Argumentaire
Aristote au-delÀ des frontiÈres
par Jean-Marc Narbonne
Aucun auteur de l’Antiquité, peut-être, n’a permis autant qu’Aristote de mettre en contact les êtres humains entre eux malgré les frontières du temps et de l’espace, à travers les barrières des langues et de leurs traductions, des cultures, des religions et des idéologies diverses. Aucun philosophe n’aura entretenu des visées aussi universalisantes et sans frontières. C’est le cas, notamment, dans le domaine de la métaphysique, de la logique, du politique ou de la poétique.
En métaphysique, le questionnement poursuivi sur l’étant en tant qu’étant, sur les causes de l’être en général et sur tout ce qui relève de l’universel – c’est-à-dire du καθόλου – témoigne d’une volonté de se dégager de tout particularisme pour atteindre la scientificité la plus exigeante et la plus englobante.

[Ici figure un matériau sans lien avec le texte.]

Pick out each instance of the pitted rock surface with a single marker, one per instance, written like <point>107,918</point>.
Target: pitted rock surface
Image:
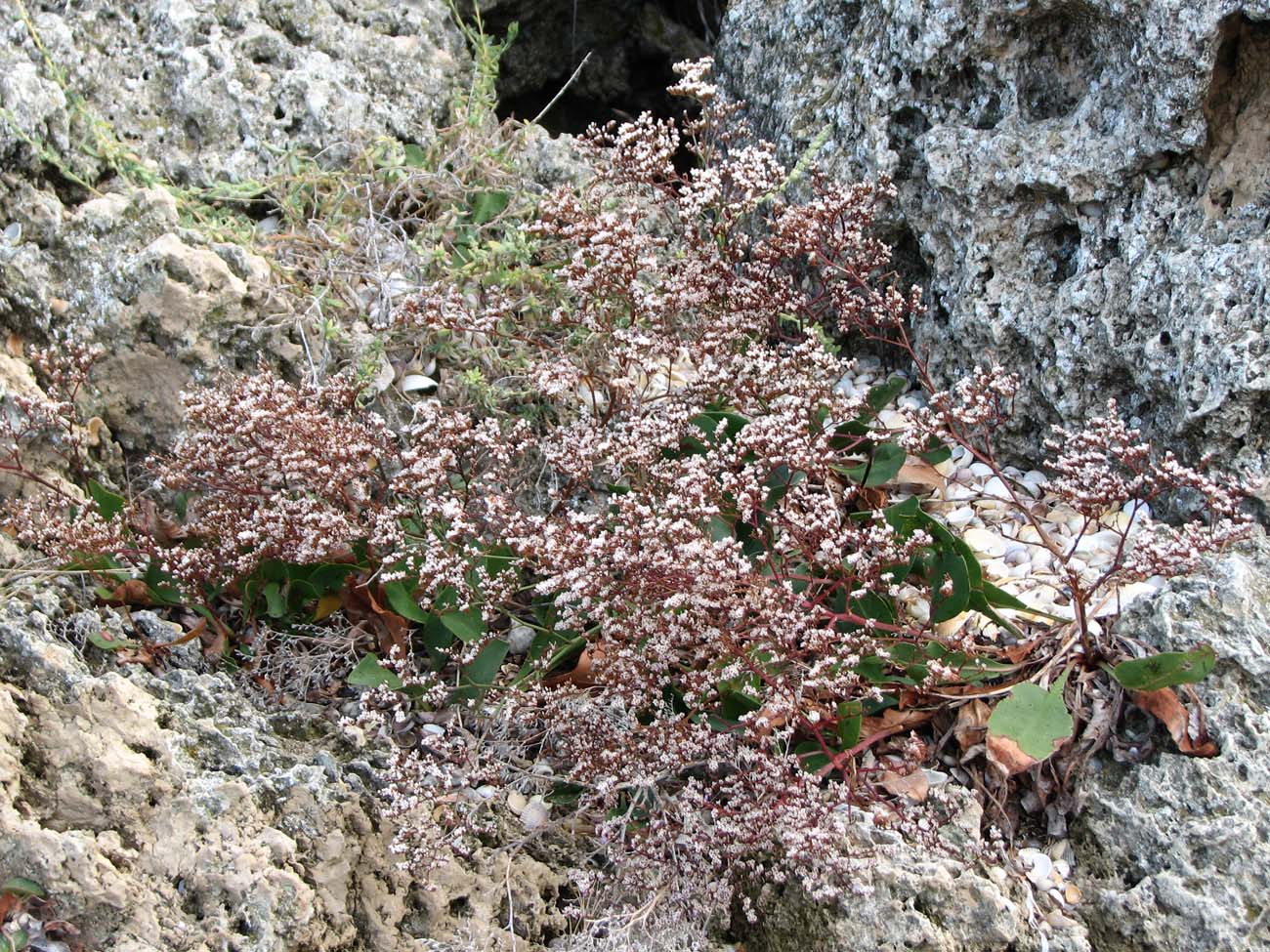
<point>1082,189</point>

La logique est par elle-même universelle dans la mesure où elle est de nature formelle, or c’est Aristote qui entame ce chantier en recourant à la langue naturelle pour formaliser. La logique est aussi universelle dans son but : aboutir à une proposition affirmative universelle vraie, atemporelle et nécessaire. L’on peut aussi faire remarquer que la manière dont naît l’universel, que l’universalisation de la science elle-même, n’est pas sans implication politique. Il ne s’agit pas là de paroles vides : rien n’a autant favorisé ni encouragé l’échange et la communication interculturelle que l’établissement d’une grammaire universelle pour la pensée scientifique.
La double dimension, universelle/particulière, se retrouve également dans sa physique et sa biologie, surtout dans les Parties des Animaux, en lien par exemple avec les questions de méthode : d’abord aborder ce qui est le plus commun, les fonctions ; et ensuite leur particularisation dans les genres ou les espèces.

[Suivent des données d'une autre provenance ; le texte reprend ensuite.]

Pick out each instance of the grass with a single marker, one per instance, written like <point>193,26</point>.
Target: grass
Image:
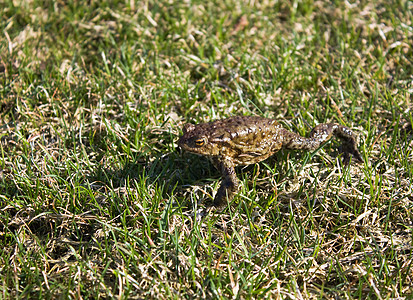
<point>96,201</point>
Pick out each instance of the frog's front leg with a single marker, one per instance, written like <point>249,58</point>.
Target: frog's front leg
<point>230,182</point>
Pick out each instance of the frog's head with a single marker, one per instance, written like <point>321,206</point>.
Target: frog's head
<point>196,139</point>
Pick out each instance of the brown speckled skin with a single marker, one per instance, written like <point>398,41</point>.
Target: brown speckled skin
<point>245,140</point>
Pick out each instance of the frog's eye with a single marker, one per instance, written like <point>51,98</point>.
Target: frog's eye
<point>200,142</point>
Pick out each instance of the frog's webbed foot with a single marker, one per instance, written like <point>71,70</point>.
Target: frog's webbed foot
<point>323,132</point>
<point>229,185</point>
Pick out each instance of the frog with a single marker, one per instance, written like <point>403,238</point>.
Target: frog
<point>245,140</point>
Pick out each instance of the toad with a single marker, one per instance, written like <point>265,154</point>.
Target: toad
<point>245,140</point>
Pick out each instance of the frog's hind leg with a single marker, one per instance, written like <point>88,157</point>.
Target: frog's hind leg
<point>229,184</point>
<point>321,134</point>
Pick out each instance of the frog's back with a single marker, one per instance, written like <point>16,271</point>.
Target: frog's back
<point>244,130</point>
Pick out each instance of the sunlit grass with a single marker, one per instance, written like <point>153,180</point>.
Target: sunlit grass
<point>97,201</point>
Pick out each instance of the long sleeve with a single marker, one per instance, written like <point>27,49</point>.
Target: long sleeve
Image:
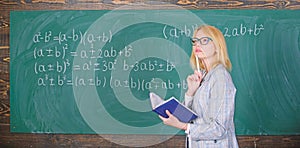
<point>214,101</point>
<point>188,100</point>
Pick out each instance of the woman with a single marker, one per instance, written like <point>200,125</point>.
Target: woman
<point>211,95</point>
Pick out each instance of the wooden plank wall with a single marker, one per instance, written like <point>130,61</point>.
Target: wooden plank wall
<point>8,139</point>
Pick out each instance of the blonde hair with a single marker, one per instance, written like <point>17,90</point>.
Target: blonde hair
<point>219,41</point>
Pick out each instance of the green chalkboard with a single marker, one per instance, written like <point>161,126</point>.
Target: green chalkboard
<point>91,71</point>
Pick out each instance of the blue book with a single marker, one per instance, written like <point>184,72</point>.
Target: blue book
<point>176,108</point>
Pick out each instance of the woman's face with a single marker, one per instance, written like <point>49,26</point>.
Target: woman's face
<point>203,46</point>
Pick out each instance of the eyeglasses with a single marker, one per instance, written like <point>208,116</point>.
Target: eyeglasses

Le même souci s’affiche dans le domaine politique, dans la mesure où l’enquête poursuivie sur le passage de l’individu à la famille, de la famille au village puis à la cité proprement dite, vise la vie humaine considérée globalement et sous tous ses aspects, sans oublier la considération dans le tableau d’ensemble des peuplades et des mœurs les plus exotiques. Surtout, dans sa définition de ce qui représente l’essence même du citoyen et de ce qui constitue la nature propre d’une cité, il est bien clair qu’Aristote entend parler de toutes les communautés humaines et cela pour tous les temps.
Dans l’ordre du poétique ou du poiétique, bref du faire, du créer ou du concevoir, l’on voit aussi Aristote tenter de remonter au principe originel de tous les arts, qu’il s’agisse de la poésie au sens étroit ou de la musique, de la peinture, sculpture, danse, etc. Non seulement l’enquête sur le ποιεῖν dans ses différentes manifestations ne connaît pas de frontières, mais elle est mise en rapport sur le plan épistémologique avec les autres facultés humaines, théorétiques et pratiques, dans la volonté de poser les choses telles qu’elles sont en elles-mêmes dans leur universalité la plus absolue.
De là l’intérêt d’un Call for Papers pouvant mettre en évidence des axes de recherche convergents et communs pour les aristotélisants du XXI siècle. Les contributions en vue auront à cœur d’attirer l’attention sur les aspects les plus généraux et les plus universels de la pensée aristotélicienne, quel que soit le domaine spécifique visé.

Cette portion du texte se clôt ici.